‘Grand Theft Auto’: the atrocious comedy that changed Ron Howard’s life
Everyone has to start somewhere, and even though some directors strike gold from the start, like Orson Welles with Citizen Kane or David Lynch with Eraserhead, the vast majority have to find their way through several interesting but deeply flawed movies before finding their feet. Ron Howard didn’t fit into either of these trajectories.
Beginning his Hollywood career at the ripe old age of six, he spent 15 years working as an actor. During his late teens and early 20s, he wanted to try his hand at directing but quickly learned that the transition wasn’t going to be as easy as scoring another acting gig. He had made a few student films, but no one seemed interested in financing a feature. At the time, he was starring in the hit television series Happy Days, and although he had the opportunity to direct several of the episodes, he turned it down, wanting greater autonomy.

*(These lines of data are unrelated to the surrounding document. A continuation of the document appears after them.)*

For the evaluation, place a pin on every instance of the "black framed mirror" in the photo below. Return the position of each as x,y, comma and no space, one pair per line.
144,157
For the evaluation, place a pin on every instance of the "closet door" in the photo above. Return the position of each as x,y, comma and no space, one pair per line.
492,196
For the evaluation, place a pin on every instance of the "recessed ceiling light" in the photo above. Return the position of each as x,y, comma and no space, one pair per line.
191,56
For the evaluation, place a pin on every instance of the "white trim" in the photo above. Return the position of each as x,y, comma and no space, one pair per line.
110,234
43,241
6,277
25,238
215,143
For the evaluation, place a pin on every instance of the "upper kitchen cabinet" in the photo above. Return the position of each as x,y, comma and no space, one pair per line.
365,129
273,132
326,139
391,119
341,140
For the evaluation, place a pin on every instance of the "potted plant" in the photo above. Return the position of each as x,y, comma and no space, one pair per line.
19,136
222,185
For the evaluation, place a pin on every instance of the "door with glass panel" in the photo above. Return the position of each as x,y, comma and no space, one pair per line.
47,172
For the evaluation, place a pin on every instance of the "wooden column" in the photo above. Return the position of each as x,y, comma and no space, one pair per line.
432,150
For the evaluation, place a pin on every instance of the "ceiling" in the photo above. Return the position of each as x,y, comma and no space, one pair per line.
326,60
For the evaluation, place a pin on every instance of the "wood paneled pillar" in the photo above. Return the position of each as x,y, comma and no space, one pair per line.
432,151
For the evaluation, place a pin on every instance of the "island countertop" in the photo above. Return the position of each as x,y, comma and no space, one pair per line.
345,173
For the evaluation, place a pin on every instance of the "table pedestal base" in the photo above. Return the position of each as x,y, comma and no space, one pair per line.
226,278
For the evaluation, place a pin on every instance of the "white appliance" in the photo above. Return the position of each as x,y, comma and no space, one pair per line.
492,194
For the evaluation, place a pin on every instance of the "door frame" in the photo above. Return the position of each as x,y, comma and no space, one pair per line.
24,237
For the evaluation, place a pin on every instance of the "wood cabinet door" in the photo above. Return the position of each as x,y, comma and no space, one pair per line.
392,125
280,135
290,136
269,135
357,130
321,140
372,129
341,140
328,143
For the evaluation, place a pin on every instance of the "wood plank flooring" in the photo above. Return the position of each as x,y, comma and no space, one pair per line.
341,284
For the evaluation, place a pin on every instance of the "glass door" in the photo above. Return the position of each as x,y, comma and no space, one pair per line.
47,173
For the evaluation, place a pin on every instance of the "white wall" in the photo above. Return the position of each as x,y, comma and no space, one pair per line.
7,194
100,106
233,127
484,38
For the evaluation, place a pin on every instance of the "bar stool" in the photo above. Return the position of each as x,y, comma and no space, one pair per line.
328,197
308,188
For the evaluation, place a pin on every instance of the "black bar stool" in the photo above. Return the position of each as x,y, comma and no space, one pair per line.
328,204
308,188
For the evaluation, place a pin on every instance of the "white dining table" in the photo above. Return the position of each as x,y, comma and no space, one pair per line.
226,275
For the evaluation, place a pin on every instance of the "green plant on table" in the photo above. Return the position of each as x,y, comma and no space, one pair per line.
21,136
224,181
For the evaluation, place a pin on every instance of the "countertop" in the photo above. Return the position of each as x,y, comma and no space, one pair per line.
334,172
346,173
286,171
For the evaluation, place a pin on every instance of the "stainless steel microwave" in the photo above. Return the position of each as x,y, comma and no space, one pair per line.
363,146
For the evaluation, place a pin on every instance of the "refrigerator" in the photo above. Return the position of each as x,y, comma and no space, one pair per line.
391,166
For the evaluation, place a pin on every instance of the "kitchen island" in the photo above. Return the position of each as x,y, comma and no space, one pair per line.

Like many young filmmakers before him, Howard got his breakthrough from producer Roger Corman, who had helped foster the careers of everyone from Francis Ford Coppola to James Cameron. As Howard recounted to Conan O’Brien on the Conan O’Brien Needs A Friend podcast, “He wanted me to act in a movie called Eat My Dust!, and I read Eat My Dust! And I didn’t much care for it.” But Howard wanted to strike a deal, telling Corman that he would act in the car chase comedy if the producer would finance a script he had written and let him direct it.
Corman was open to the idea but changed the terms. “If you act in Eat My Dust!” Howard remembered him saying, “I’ll give you a chance to write a script. If you write a script and I like it, and you’re willing to be in it again, then I’ll let you direct that. If that fails, I’ll let you direct the second unit on something, you know, the car crashes or the fights or something else.”
Critics detested Eat My Dust!, but it was a modest box office hit. In true Corman fashion, it only cost $300,000 to make, so when it pulled in more than $5 million, it constituted a resounding success. Full of optimism, Howard went to Corman’s office and pitched a flurry of ideas with a range of genres, but the producer already had an idea up his sleeve.
“When we were testing titles for Eat My Dust!,” Corman told him, “There was another title that came in a very close second: Grand Theft Auto. If you can fashion a car crash comedy that we can correctly entitle Grand Theft Auto, I’d probably make that picture.”
Howard dutifully went away, wrote a script with his dad in a month, and brought it back to Corman. “It was the fastest greenlight I’ve ever had in my entire career as a director,” he said.
The producer doubled the budget that he’d given Eat My Dust! and didn’t regret it. Grand Theft Auto was a hit, earning $15 million. The reviews were just as poor as they were for Eat My Dust!, but Howard had passed the test. He didn’t have to be relegated to being a second unit director. After that, he was given more opportunities to helm projects, and the rest was history.